Irgendwann musste er allerdings wieder anfangen sich in die Bar einzubringen oder komplett aussteigen, denn die Regelung war für keinen fair. Diese Bar war sein Traum und die Früchte von viel schweißtreibender Arbeit über ein Jahrzehnt lang. Der Gedanke, dass aufzugeben, verursachte ihm ebenso Bauchschmerzen wie der Lärm und die vielen Menschen um ihn herum.
Trotz der vertrauten Routine wurde er nach einigen Minuten bereits nervös, er fühlte sich unter so vielen Leuten nicht mehr wohl. Einst hatte er davon gelebt, aber jetzt legte es seine Nerven blank und er war kurz vorm Überschnappen. Besonders mit der Schuld, die ihn zusätzlich niederzwang. Als Torsten gestorben war, hatte Jo jegliches Interesse an allem verloren, besonders dem „OJ’s“. Er hatte sogar mit dem Gedanken gespielt, zuzumachen, nachdem die Bar beinahe durch Vernachlässigung den Bach heruntergegangen wäre.
Diego zu befördern war der letzte Ausweg gewesen und dieser hatte es bewundernswert geschafft, wieder Leben in den Laden zu bringen. Er schuldete dem anderen Mann viel mehr als nur Dankbarkeit für jeden Tag, den er hier blieb und die Bar am Laufen hielt, weil Jo das nicht mehr konnte.

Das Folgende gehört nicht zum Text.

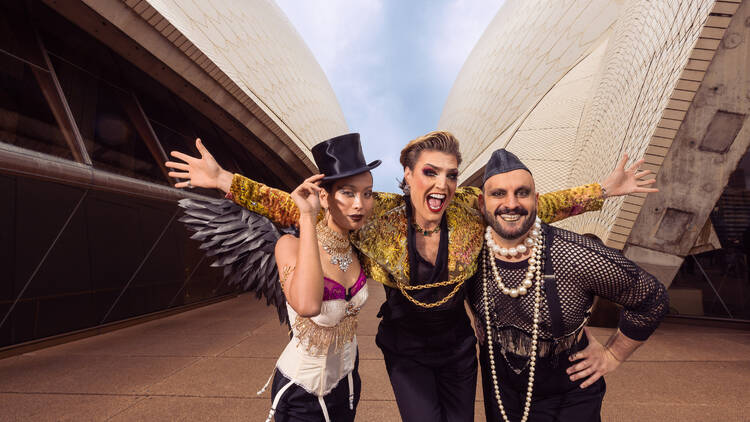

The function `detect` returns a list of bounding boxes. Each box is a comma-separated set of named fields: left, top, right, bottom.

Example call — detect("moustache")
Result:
left=495, top=206, right=529, bottom=217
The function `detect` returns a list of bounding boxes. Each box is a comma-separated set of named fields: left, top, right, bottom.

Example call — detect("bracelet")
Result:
left=604, top=346, right=622, bottom=363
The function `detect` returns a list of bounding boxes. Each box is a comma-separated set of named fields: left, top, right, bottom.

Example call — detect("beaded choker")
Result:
left=315, top=220, right=353, bottom=272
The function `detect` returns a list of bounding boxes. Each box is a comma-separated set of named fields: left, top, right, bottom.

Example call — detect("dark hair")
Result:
left=399, top=130, right=461, bottom=190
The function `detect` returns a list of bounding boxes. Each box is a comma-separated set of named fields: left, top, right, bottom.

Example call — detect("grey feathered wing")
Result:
left=179, top=199, right=294, bottom=324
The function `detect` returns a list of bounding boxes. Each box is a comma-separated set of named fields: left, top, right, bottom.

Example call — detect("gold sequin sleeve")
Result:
left=537, top=183, right=604, bottom=224
left=230, top=174, right=299, bottom=227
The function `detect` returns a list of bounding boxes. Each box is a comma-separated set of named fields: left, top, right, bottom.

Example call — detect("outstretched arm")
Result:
left=276, top=174, right=323, bottom=317
left=538, top=154, right=659, bottom=224
left=165, top=139, right=299, bottom=227
left=165, top=138, right=232, bottom=193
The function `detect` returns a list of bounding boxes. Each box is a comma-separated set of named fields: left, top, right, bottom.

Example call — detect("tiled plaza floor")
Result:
left=0, top=286, right=750, bottom=422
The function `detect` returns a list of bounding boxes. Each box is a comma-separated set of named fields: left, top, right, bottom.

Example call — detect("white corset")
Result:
left=276, top=283, right=368, bottom=397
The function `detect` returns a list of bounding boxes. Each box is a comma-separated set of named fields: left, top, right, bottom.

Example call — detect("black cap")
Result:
left=312, top=133, right=380, bottom=182
left=482, top=148, right=531, bottom=184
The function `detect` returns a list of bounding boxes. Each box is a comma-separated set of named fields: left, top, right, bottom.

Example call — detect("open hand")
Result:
left=567, top=327, right=620, bottom=388
left=601, top=154, right=659, bottom=196
left=291, top=174, right=325, bottom=215
left=165, top=138, right=228, bottom=189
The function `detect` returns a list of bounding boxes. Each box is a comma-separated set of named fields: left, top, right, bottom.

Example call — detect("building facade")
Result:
left=439, top=0, right=750, bottom=319
left=0, top=0, right=347, bottom=350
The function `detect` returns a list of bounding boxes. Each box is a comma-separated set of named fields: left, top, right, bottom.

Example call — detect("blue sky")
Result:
left=276, top=0, right=502, bottom=192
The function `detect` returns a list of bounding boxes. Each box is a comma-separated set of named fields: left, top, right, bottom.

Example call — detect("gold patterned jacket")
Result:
left=231, top=174, right=603, bottom=287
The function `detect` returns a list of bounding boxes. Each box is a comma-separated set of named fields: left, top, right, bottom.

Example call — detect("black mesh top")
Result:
left=467, top=225, right=669, bottom=356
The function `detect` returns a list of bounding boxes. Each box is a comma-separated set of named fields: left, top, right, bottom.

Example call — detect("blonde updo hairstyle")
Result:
left=399, top=130, right=461, bottom=193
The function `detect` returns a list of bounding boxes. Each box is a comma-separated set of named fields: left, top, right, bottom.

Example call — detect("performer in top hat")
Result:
left=169, top=133, right=380, bottom=422
left=469, top=149, right=668, bottom=422
left=166, top=131, right=653, bottom=421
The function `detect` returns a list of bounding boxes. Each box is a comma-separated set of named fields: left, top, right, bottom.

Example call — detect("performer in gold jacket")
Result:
left=166, top=131, right=652, bottom=421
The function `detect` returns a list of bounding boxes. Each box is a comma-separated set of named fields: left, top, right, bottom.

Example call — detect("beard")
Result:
left=482, top=206, right=536, bottom=240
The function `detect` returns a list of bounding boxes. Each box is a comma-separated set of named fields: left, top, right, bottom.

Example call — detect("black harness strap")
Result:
left=542, top=225, right=563, bottom=342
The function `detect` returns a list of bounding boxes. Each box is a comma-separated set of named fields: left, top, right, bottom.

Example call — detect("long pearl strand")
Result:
left=484, top=217, right=542, bottom=298
left=482, top=226, right=544, bottom=422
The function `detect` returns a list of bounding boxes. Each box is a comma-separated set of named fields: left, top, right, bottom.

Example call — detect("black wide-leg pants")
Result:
left=271, top=355, right=362, bottom=422
left=479, top=336, right=606, bottom=422
left=378, top=324, right=477, bottom=422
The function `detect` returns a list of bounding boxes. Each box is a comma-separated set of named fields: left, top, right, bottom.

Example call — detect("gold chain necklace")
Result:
left=315, top=220, right=353, bottom=272
left=411, top=221, right=440, bottom=236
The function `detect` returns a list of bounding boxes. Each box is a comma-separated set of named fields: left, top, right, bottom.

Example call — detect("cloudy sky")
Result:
left=276, top=0, right=502, bottom=192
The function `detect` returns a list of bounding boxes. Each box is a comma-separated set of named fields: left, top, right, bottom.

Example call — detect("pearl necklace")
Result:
left=484, top=217, right=542, bottom=256
left=484, top=217, right=542, bottom=297
left=482, top=226, right=544, bottom=422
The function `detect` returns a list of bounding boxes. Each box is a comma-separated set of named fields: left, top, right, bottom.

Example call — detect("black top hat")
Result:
left=312, top=133, right=380, bottom=182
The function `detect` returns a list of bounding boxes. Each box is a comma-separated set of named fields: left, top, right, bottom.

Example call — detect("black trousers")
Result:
left=377, top=316, right=477, bottom=422
left=479, top=336, right=606, bottom=422
left=271, top=355, right=362, bottom=422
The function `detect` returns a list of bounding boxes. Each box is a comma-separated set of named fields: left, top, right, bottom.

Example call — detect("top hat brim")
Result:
left=321, top=160, right=382, bottom=182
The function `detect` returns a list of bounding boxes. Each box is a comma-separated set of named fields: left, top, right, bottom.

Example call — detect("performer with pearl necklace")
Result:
left=468, top=149, right=668, bottom=422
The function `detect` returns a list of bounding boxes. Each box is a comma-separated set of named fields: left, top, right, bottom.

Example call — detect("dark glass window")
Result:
left=669, top=153, right=750, bottom=320
left=39, top=4, right=167, bottom=184
left=0, top=176, right=229, bottom=347
left=0, top=52, right=73, bottom=159
left=51, top=55, right=167, bottom=184
left=0, top=1, right=47, bottom=69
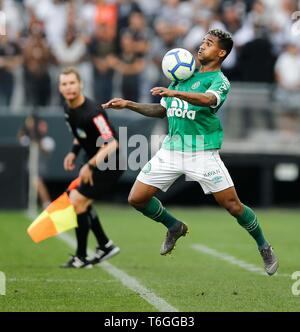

Sich in der Bar umsehend, glaubte Jo in jeder Ecke seinen Mann zu sehen, immer außerhalb seiner Reichweite. Die Erinnerungen waren überall und auch nach beinahe zwei Jahren zu schmerzhaft, um sich ihnen komplett zu stellen. Um sich abzulenken, griff er nach einem Lappen unter der Kasse und wischte über den Tresen. Diego beobachtete ihn eine Weile, doch Jo weigerte sich, seinem Blick zu begegnen. Es gab keine Flecken auf der Theke, aber er konnte nicht aufhören. Er musste zumindest die Illusion von Beschäftigung aufrechterhalten.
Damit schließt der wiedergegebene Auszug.